4

Or, perhaps a better title: how to avoid unwanted extra carriage return when passing binary file to text mode write clause.

Python 3.6, Windows. Input file needs to undergo first a binary search/replace, and then a regex search/replace.

I first open the input file in binary mode, do the work, and save it in binary mode in a temporary file.
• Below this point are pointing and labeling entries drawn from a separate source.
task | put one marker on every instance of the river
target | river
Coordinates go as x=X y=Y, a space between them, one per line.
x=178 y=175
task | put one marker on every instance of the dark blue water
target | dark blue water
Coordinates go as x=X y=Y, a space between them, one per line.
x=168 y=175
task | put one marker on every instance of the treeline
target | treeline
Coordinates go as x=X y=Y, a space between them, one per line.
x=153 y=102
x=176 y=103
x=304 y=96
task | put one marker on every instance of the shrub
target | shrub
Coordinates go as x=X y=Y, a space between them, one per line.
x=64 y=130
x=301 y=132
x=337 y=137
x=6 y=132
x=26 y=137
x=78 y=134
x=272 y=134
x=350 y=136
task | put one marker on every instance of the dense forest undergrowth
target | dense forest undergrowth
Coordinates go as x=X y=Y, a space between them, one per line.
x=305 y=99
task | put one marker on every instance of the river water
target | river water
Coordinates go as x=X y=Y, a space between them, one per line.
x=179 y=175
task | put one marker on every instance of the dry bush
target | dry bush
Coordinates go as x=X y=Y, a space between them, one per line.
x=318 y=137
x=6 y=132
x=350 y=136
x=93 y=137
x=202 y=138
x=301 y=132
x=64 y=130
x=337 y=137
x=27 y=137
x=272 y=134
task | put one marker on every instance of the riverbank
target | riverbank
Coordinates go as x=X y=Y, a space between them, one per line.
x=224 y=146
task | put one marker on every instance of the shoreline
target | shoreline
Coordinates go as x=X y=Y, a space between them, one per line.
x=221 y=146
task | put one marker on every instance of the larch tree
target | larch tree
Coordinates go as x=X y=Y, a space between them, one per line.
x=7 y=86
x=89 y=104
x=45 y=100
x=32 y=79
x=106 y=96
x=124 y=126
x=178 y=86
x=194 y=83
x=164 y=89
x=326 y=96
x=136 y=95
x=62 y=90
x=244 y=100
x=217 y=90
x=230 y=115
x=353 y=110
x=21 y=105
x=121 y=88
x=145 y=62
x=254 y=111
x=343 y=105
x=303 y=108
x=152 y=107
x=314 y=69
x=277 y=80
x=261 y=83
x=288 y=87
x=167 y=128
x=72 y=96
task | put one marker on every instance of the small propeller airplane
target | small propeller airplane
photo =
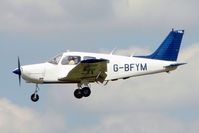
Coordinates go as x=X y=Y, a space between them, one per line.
x=84 y=68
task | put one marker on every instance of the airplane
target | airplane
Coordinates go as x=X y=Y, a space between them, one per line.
x=83 y=68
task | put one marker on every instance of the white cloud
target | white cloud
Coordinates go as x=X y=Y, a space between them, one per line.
x=14 y=118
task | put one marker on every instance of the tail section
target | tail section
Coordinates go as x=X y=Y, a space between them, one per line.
x=169 y=48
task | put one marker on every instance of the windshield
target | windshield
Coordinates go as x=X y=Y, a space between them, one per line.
x=56 y=59
x=70 y=60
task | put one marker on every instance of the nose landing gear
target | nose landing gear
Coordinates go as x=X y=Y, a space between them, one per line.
x=35 y=97
x=84 y=92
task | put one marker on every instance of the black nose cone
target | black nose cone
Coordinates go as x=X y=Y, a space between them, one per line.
x=17 y=71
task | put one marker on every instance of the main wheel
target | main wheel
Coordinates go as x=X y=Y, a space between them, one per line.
x=86 y=91
x=78 y=93
x=34 y=97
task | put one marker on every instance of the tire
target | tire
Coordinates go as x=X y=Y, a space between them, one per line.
x=34 y=97
x=86 y=91
x=78 y=93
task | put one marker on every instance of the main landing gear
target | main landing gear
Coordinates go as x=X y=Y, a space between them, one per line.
x=35 y=97
x=83 y=92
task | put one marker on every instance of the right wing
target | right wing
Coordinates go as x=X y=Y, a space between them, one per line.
x=90 y=69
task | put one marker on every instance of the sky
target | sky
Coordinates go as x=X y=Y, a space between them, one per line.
x=37 y=30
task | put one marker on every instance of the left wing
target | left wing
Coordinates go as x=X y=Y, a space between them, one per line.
x=90 y=69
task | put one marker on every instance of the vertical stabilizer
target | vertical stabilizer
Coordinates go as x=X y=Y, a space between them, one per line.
x=169 y=48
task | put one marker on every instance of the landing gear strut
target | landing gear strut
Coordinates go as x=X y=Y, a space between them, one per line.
x=35 y=96
x=83 y=92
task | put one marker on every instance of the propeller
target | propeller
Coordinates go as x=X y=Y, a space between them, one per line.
x=18 y=71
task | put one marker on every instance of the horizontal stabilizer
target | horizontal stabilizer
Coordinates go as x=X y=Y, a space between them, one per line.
x=174 y=65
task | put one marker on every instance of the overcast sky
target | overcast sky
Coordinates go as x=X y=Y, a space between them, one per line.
x=37 y=30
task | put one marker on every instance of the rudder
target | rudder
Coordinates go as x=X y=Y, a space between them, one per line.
x=169 y=48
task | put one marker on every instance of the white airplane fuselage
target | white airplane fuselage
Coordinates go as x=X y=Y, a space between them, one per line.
x=119 y=67
x=83 y=68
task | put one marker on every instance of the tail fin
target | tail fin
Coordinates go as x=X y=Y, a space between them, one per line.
x=169 y=48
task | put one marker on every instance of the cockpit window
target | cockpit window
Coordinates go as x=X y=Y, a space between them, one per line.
x=55 y=60
x=89 y=57
x=70 y=60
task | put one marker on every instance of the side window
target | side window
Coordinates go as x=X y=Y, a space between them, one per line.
x=70 y=60
x=89 y=57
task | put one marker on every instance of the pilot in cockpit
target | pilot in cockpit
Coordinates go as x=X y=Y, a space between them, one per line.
x=71 y=60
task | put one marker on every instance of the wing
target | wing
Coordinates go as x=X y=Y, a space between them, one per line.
x=90 y=69
x=173 y=66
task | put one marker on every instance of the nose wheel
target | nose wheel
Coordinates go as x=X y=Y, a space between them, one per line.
x=35 y=97
x=84 y=92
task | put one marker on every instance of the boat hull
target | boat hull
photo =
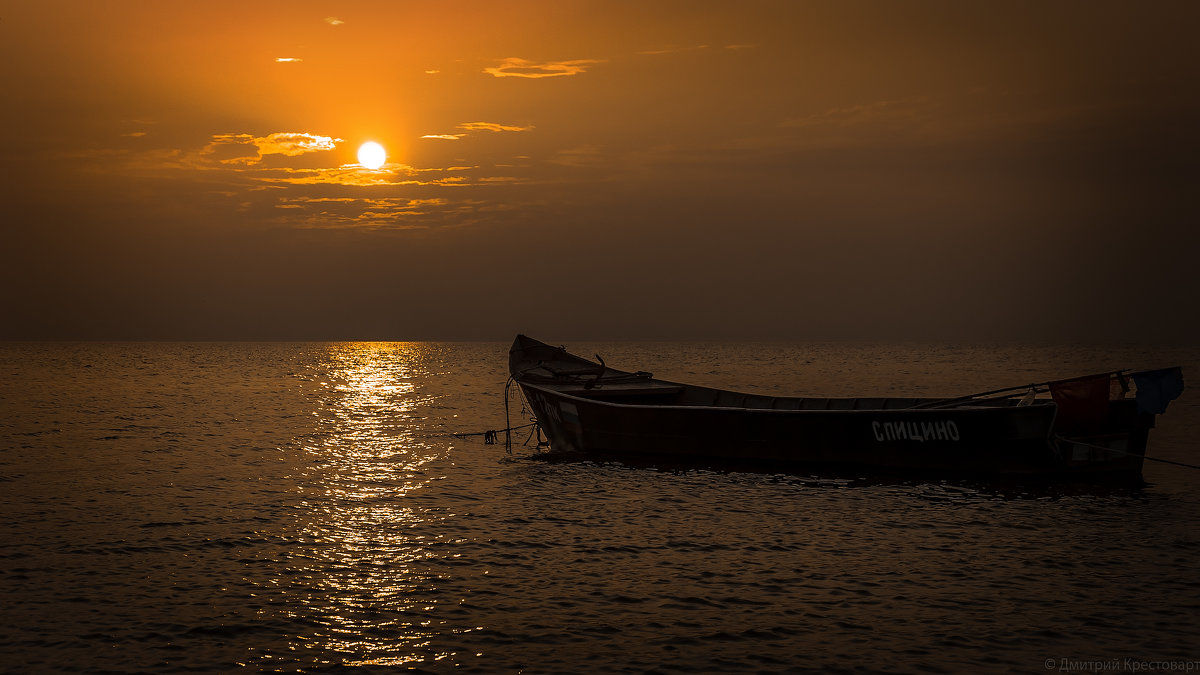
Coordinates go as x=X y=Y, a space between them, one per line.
x=961 y=441
x=588 y=408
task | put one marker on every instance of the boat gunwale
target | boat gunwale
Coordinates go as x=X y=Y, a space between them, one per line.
x=735 y=408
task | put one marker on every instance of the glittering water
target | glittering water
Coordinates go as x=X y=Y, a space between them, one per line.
x=305 y=507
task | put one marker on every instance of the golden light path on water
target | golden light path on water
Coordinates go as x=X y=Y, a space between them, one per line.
x=367 y=592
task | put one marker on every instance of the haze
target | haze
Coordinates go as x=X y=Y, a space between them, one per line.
x=935 y=171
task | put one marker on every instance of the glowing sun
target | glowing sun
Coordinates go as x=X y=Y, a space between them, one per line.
x=372 y=155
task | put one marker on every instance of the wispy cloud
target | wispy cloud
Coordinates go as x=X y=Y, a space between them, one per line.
x=491 y=126
x=247 y=149
x=673 y=49
x=533 y=70
x=473 y=126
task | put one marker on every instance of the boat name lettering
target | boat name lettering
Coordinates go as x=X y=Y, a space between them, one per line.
x=919 y=431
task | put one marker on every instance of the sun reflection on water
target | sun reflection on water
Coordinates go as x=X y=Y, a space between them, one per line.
x=363 y=586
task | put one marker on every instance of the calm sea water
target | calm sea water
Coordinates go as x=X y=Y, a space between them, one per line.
x=201 y=507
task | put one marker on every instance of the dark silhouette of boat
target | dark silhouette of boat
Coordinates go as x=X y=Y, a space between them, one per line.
x=1087 y=425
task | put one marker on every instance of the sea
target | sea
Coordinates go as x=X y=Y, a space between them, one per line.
x=330 y=507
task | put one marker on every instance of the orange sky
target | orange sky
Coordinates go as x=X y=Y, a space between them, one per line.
x=600 y=169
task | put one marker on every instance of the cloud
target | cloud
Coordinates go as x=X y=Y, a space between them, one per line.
x=247 y=149
x=292 y=144
x=522 y=67
x=673 y=49
x=491 y=126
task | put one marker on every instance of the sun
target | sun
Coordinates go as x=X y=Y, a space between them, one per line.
x=372 y=155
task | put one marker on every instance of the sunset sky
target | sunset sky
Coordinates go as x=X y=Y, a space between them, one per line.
x=654 y=169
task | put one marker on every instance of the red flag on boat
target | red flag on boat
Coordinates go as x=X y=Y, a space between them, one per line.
x=1084 y=400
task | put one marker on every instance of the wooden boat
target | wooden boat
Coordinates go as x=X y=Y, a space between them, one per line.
x=585 y=406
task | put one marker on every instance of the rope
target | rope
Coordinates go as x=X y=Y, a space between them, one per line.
x=491 y=435
x=1127 y=453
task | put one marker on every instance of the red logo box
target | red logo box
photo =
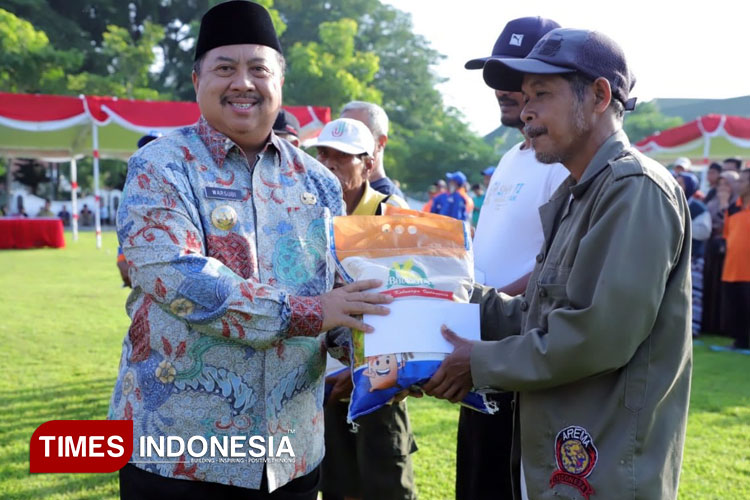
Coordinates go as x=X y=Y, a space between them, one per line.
x=81 y=446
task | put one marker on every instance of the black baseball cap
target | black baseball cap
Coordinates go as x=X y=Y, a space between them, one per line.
x=517 y=39
x=566 y=50
x=286 y=123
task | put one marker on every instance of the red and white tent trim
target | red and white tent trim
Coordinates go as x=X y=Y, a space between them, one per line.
x=698 y=135
x=42 y=113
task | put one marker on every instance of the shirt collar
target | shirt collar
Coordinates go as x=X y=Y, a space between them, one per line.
x=608 y=151
x=219 y=144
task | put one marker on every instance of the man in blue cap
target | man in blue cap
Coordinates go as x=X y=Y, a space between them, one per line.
x=507 y=240
x=224 y=224
x=456 y=202
x=599 y=348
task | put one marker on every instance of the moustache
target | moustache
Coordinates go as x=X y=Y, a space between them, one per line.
x=507 y=101
x=532 y=131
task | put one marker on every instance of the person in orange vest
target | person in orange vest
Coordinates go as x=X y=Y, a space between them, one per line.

Then I open that in text mode, do the regex search/replace, and save it in text mode (with a name resembling that of the input file).

def fixbin(infile): 
    with open(infile, 'rb') as f:
        file = f.read()

    # a few bytearray operations here, then: 
    with open('bin.tmp', 'wb') as f: 
        f.write(file)

def fix4801(fname, ext): 
    outfile = '{}_OK{}'.format(fname, ext)    
    with open('bin.tmp', encoding='utf-8-sig', mode='r') as f, \
         open(outfile, encoding='utf-8-sig', mode='w') as g: 
        infile = f.read()
        x = re.sub(r'(\n4801.+\n)4801', r'\1    ', infile)
        g.write(y)

infile, fname, ext = get_infile() # function get_infile not shown for brevity
fixbin(infile)
fix4801(fname, ext)

It works but it's ugly. I'd rather pass outputs as files, like so:

def fixbin(infile): 
    with open(infile, 'rb') as f:
        file = f.read()
    # a few bytearray operations here, and then
    return file.decode('utf-8')

def fix4801(infile): 
    x = re.sub(r'(\n4801.+\n)4801', r'\1    ', infile)
    return x

...
temp = fixbin(infile)
result = fix4801(temp)

outfile = '{}_OK{}'.format(fname, ext)
with open(outfile, encoding='utf-8-sig', mode='w') as g:
    g.write(result)

But then the output file (Windows) gets an unwanted extra carriage return. The symptoms are described here, but the cause is different: I'm not using os.linesep, in other words there is no os.linesep in my code. (there may be in the underlying libraries, I haven't checked.)

What am I doing wrong?

Community
  • 1
  • 1
RolfBly
  • 3,612
  • 5
  • 32
  • 46

1 Answers1

4

Python » Documentation : open

open(file, mode='r', buffering=-1, encoding=None, errors=None, 
           newline=None, closefd=True, opener=None)  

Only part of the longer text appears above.